Komnas Perempuan juga menyoroti kebutuhan nyata akan layanan aborsi aman sebagai bagian dari sistem pemulihan korban kekerasan seksual. Layanan ini penting untuk mencegah dampak psikologis negatif bagi korban dan anak yang dikandung dalam situasi kekerasan seksual.
Sejak 2018 hingga 2023, Komnas Perempuan mencatat 103 kasus korban perkosaan yang mengakibatkan kehamilan, namun hampir seluruhnya tidak mendapatkan akses aborsi aman. Ini berisiko tinggi bagi korban, termasuk praktik aborsi tidak aman yang dapat mengancam nyawa.
PP Kesehatan memberikan panduan prosedur yang mencakup surat keterangan dokter dan penyidik, serta menetapkan bahwa pelayanan aborsi hanya dapat dilakukan di fasilitas kesehatan tingkat lanjut oleh tenaga medis berkompeten. Selain itu, korban akan mendapatkan pendampingan konselor selama masa kehamilan, persalinan, dan pasca-persalinan.
Namun, Komnas Perempuan mengidentifikasi potensi pengurangan akses korban akibat pembatasan dalam PP Kesehatan dibandingkan dengan Peraturan Menteri Kesehatan No. 3 Tahun 2016, yang sebelumnya memungkinkan keterangan dari psikolog atau ahli lain serta akses layanan di fasilitas kesehatan yang lebih rendah.
Untuk memastikan akses yang lebih baik bagi perempuan korban TPKS, Komnas Perempuan merekomendasikan pemerintah untuk memperkuat pembinaan dan evaluasi layanan aborsi aman. Komnas Perempuan juga mengapresiasi penegasan bahwa keputusan untuk aborsi adalah otoritas korban dan menekankan pentingnya konseling serta tanggung jawab negara dalam hal pengasuhan anak.
Aturan mengenai layanan aborsi aman juga merupakan bagian dari pewujudan amanat Konstitusi dan komitmen negara terhadap Konvensi Penghapusan Segala Bentuk Diskriminasi terhadap Perempuan (CEDAW) serta Konvensi Menentang Penyiksaan dan Perlakuan yang Kejam, Tidak Manusiawi, atau Merendahkan Martabat Manusia (CAT).

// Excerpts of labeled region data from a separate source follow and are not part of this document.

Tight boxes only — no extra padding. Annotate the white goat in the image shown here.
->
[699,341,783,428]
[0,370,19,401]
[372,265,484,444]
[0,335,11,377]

Komnas Perempuan mengingatkan pentingnya ketersediaan layanan kontrasepsi darurat dan informasi hak aborsi untuk korban TPKS, serta penguatan mekanisme kerja antara aparat penegak hukum, lembaga pendamping korban, dan fasilitas kesehatan.
Di sisi lain, jaminan hukum untuk layanan aborsi aman diharapkan dapat menurunkan angka kematian ibu akibat aborsi. Data menunjukkan bahwa aborsi tidak aman berkontribusi signifikan terhadap angka kematian ibu (AKI), dan perbaikan layanan kesehatan terkait aborsi masih menjadi prioritas untuk mencapai target pembangunan berkelanjutan.